Arriverà venerdì prossimo, 12 dicembre, la sentenza del processo per il crollo del palazzo di via XX Settembre 79 all’Aquila, dove morirono nove persone la notte del 6 aprile 2009: cinque gli imputati per omicidio colposo, disastro colposo e lesioni gravi.

Lo ha stabilito il giudice Giuseppe Grieco al momento di sospendere il dibattimento dell’udienza odierna.

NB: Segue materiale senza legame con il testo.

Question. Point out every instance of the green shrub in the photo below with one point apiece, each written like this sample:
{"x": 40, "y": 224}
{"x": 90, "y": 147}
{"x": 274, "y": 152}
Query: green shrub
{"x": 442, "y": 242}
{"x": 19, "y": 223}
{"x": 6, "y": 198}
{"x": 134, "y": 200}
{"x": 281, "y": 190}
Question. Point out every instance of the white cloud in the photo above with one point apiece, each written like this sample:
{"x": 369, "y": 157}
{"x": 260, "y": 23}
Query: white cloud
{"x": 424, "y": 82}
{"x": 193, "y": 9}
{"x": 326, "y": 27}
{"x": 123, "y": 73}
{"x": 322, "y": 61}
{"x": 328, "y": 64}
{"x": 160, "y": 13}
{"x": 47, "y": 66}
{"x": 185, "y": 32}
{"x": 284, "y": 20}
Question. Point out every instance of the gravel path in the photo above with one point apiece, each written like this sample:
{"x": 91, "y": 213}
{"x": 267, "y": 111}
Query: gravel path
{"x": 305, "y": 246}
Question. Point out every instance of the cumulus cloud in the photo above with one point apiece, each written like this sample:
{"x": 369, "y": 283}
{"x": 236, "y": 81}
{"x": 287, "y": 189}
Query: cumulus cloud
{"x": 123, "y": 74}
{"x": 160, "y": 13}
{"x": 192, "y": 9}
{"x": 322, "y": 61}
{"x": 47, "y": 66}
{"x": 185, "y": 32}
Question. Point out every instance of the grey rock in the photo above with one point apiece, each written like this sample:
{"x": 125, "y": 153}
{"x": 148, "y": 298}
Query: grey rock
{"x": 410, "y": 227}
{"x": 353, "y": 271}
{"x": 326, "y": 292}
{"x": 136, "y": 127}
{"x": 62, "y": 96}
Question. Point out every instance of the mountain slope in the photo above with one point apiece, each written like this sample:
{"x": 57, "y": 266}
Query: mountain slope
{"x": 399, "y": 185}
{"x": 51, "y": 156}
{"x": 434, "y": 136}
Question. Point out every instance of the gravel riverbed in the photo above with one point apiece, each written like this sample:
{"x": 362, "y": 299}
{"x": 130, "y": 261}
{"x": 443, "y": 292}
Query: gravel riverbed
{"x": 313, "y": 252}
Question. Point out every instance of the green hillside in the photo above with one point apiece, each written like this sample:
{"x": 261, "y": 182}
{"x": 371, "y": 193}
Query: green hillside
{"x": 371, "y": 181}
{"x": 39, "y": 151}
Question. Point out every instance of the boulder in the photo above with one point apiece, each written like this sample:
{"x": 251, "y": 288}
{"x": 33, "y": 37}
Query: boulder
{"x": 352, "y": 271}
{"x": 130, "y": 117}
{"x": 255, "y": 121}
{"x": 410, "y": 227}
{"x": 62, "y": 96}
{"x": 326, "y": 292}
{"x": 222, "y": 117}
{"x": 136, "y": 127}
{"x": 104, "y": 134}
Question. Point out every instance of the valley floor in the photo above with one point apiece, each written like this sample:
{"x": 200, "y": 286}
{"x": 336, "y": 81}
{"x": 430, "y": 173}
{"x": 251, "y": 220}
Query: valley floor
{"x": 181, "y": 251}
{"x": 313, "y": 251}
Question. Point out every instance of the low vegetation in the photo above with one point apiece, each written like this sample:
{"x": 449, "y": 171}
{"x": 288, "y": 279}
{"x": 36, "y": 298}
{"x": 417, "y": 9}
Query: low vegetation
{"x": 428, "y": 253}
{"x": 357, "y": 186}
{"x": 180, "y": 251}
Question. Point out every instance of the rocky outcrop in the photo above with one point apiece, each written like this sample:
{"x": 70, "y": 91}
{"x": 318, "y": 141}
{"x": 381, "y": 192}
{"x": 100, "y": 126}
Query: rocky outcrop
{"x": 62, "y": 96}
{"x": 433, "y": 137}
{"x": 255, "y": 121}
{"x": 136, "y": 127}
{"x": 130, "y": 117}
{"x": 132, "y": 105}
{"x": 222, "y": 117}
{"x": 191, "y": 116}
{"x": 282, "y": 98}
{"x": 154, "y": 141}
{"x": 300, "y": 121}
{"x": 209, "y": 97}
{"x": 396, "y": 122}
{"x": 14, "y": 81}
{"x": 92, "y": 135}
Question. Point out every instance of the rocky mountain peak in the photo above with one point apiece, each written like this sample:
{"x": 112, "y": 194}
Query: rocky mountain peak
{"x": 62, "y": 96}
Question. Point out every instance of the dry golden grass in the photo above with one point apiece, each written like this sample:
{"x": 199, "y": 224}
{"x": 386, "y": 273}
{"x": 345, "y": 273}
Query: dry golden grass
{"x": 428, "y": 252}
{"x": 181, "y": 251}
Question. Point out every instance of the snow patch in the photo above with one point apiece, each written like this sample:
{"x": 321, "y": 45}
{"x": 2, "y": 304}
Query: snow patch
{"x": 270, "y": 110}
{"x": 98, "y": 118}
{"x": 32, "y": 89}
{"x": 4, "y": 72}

L’esito è quanto mai incerto visto che, nella scorsa udienza, il pubblico ministero Fabio Picuti ha chiesto cinque assoluzioni perché, a suo dire, mancano prove sufficienti per chiedere la condanna degli imputati, dato che la perizia tecnica su cui si fonda l’accusa presenterebbe aspetti che avrebbero dovuto essere un po’ più approfonditi.

Per questo motivo nell’udienza di oggi sono stati ascoltati nuovamente i periti del tribunale Alberto Castellani, docente del dipartimento di Ingegneria strutturale del politecnico di Milano, e Antonino Morassi, ordinario di Scienza delle Costruzioni presso l’Università degli Studi di Udine.

Solo al termine dei colloqui il rappresentante dell’accusa deciderà se confermare le richieste di assoluzione o riformularle chiedendo la condanna di qualcuno. Gli imputati di questo filone della maxi inchiesta sui crolli della procura aquilana sono i costruttori Francesco Laurini e Armido Frezza, coamministratori della società Belvedere che ha realizzato in via Persichetti l’edificio accanto a quello crollato; Diego Scoccia, progettista architettonico e direttore dei lavori; Pietro Paoloni, progettista architettonico, strutturale e direttore dei lavori; il collaudatore statico Enrico De Cristofaro.